Q. What are the various “types” of HCV?

A. There are six HCV genotypes and more than 90 subtypes. Genotypes 1, 2, and 3 are the most common in the United States. Genotypes 4, 5, and 6 are common in Europe, Asia, and Africa. Approximately 70% of HCV-infected patients in the United States have genotype 1, with subtype 1a predominating over subtype 1b. Clinical features and progression to cirrhosis or hepatocellular carcinoma are the same in patients with different genotypes. However, patients with genotype 1 require longer treatment with antiviral therapy (48 weeks) and demonstrate lower response rates in clearing the virus.

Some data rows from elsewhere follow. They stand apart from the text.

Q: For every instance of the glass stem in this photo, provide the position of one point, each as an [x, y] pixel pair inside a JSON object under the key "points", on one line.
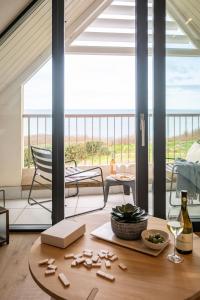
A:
{"points": [[174, 245]]}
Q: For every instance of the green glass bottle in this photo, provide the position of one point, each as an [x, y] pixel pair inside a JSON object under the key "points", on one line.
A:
{"points": [[184, 242]]}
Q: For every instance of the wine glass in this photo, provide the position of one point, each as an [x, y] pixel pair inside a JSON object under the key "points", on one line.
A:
{"points": [[175, 226]]}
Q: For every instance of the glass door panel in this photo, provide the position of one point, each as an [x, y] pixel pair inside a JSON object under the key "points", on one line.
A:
{"points": [[182, 106]]}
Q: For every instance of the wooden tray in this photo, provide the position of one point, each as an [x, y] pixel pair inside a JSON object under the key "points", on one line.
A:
{"points": [[105, 232]]}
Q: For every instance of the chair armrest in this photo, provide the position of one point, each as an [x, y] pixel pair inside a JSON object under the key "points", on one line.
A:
{"points": [[84, 171], [72, 160]]}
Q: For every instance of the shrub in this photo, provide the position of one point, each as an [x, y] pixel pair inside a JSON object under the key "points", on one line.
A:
{"points": [[76, 152], [96, 147]]}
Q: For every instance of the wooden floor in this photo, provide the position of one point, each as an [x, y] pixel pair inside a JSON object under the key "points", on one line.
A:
{"points": [[16, 282]]}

Q. What happens after diagnosis of HCV?

A. Patients who test positive for HCV should be referred to a hepatologist/gastroenterologist or infectious disease specialist for further evaluation and management. Additional diagnostic testing may include a complete blood count (CBC), metabolic panel, PT, quantitative HCV viral load, genotyping, hepatitis A and B immunity panel, abdominal imaging, and liver biopsy. 

A CBC may provide insight into advanced liver disease. Patients may have leukopenia and/or thrombocytopenia secondary to hepatocellular damage, which can result from portal hypertension and/or hypersplenism. Ù A prolonged PT, decreased albumin, and elevated aminotransferase suggest impaired hepatic function. In chronic HCV, increases in the alanine and aspartate aminotransferases may range from zero to 20 times the upper limit of normal but are usually less than five times normal.

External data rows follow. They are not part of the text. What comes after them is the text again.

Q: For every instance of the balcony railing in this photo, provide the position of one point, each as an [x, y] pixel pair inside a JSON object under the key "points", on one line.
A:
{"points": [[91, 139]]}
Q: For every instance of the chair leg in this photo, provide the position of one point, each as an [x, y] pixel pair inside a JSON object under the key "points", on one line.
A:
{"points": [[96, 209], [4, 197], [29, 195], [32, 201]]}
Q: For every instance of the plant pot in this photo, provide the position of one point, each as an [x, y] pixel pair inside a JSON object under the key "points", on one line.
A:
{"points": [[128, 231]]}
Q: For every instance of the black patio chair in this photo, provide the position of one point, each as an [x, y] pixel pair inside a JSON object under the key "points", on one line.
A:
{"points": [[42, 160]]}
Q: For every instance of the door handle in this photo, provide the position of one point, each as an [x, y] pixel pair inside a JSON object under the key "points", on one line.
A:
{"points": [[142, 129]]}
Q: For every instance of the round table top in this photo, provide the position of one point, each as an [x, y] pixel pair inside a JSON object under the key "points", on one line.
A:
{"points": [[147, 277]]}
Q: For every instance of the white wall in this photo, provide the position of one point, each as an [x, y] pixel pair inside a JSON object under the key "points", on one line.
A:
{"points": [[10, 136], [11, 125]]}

Liver biopsy assesses the presence and severity of liver damage. Some patients may refuse biopsy; they should not be denied treatment. If the infection is recent or the patient is infected with genotype 2 or 3, a biopsy is not always necessary.4 Liver biopsy should be obtained prior to initiation of treatment in patients without evidence of decompensated cirrhosis. In patients with HCV infection and elevated aminotransferases, biopsy is mandatory.6 

Biopsy can also rule out other liver diseases that may be responsible for liver damage or a false-positive anti-HCV, such as hemochromatosis, alcoholic liver disease, or autoimmune hepatitis. Other conditions that may be confused clinically with chronic HCV are sclerosing cholangitis, Wilson’s disease, a1-antitrypsin deficiency, and drug-induced disease.